The issue is who gets to see the data from black boxes. A 2015 article in the Washington University Law Review noted that self-driving cars, if they record location information and that data isn't properly protected, could essentially become corporate surveillance devices that relay our favourite shopping and dining locations to anyone willing to pay for the information.

Car manufacturers "could easily sell the data collected from individuals to commercial retailers and tailor ads specific to individual vehicles owners," it says.

Event data recorders in cars don't currently track location information, however. Numerous states, including California and New York, already have laws in place that set limits on how and when law enforcement can access data from event data recorders. In Canada, information from event data recorders may only be shared with, say, an insurance company with the car owner's consent or a court order.

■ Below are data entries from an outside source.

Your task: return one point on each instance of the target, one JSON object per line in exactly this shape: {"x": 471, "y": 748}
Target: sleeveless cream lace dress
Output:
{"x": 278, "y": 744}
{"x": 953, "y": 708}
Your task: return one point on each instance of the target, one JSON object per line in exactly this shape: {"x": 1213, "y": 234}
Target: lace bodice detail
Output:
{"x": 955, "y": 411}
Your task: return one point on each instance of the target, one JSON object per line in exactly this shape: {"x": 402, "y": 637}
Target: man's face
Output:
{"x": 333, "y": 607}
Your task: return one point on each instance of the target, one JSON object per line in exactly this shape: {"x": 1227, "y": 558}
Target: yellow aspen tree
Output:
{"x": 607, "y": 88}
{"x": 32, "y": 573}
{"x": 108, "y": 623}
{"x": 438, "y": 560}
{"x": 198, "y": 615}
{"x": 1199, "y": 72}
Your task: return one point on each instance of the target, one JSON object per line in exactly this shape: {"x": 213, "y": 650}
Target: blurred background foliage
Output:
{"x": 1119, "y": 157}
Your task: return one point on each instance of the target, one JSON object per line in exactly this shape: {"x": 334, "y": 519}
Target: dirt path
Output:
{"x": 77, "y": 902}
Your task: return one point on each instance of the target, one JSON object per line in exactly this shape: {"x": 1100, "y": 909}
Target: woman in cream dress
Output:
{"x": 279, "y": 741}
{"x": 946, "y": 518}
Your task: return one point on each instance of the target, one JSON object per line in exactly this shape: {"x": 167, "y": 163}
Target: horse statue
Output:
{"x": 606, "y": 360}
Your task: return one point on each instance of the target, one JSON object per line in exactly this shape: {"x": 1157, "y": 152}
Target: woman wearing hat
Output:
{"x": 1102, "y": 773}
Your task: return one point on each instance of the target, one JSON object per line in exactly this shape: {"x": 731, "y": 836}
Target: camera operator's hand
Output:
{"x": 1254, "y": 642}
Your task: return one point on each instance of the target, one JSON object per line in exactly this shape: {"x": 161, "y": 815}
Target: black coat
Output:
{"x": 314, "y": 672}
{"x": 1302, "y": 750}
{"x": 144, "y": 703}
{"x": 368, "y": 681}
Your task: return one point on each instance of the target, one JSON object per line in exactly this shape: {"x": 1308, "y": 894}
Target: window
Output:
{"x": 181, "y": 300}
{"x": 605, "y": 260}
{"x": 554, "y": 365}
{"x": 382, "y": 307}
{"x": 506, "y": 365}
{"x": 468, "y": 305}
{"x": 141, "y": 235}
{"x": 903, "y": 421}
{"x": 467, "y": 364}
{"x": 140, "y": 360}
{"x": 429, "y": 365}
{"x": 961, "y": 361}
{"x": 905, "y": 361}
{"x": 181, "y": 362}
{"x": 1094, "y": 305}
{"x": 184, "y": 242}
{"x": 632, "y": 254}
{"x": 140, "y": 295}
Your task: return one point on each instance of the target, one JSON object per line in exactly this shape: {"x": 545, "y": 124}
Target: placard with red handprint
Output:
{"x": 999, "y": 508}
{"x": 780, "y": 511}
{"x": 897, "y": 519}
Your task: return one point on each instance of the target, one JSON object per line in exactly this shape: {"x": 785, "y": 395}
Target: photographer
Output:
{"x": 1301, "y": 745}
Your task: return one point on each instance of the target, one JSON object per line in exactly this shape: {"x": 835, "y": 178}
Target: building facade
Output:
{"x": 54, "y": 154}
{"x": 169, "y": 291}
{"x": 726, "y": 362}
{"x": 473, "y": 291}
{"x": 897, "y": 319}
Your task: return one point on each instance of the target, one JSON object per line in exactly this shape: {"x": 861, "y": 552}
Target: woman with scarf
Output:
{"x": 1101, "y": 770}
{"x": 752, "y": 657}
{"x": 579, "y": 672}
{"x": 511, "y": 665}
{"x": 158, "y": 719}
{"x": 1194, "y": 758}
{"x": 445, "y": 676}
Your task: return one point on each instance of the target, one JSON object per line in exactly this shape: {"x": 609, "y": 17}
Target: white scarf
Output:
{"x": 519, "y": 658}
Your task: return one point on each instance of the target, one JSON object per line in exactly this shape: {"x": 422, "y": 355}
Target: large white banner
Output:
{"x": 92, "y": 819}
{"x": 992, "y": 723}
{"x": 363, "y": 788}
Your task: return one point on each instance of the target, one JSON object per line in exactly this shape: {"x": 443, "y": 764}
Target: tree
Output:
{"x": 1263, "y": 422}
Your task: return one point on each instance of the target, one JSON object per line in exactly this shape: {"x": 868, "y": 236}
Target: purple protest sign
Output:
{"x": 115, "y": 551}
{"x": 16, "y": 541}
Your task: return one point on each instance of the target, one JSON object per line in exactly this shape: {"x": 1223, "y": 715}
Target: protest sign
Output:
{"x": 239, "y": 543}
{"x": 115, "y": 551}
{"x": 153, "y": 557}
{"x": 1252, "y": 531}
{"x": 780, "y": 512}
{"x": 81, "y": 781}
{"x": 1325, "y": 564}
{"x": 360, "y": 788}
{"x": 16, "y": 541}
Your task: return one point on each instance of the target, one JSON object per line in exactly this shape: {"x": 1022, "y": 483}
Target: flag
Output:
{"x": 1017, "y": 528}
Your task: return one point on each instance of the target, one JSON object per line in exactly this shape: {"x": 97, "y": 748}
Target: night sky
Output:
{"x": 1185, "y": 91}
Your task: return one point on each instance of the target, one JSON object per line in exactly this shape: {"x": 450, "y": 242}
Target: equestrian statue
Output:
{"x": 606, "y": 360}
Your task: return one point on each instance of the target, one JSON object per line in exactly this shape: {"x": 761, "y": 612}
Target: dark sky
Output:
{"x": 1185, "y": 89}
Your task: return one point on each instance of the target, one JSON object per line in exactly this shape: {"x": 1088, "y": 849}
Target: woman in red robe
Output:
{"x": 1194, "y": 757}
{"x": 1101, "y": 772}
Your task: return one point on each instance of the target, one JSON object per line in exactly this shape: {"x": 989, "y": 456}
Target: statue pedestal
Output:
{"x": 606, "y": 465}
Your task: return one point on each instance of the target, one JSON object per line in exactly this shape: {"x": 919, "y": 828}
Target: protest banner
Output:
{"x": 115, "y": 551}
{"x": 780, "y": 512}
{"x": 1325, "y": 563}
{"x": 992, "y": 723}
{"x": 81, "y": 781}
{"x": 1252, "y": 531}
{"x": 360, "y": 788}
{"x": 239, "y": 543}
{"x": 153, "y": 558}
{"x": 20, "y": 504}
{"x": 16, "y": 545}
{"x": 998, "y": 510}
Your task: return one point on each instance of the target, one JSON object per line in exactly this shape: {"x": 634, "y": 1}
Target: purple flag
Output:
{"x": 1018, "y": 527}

There is a loophole, however, according to one source who spoke only on background. If a car is totaled and purchased by the insurance company after the crash, then the third party may give itself permission to download information from the black box.

The upside of black boxes will be that manufacturers have more data on hand to figure out why a computer made the wrong call while driving, Iny said. However, experts on the types of algorithms that power some autonomous vehicles have noted that reams of raw data from machine brains really doesn't tell us much about their decisions.

Instead, the immediate utility for black boxes appears to exist for companies that wish to quickly exonerate their self-driving tech in the event of a collision. And if legislators don't proceed carefully, they could be used to spy on us, too.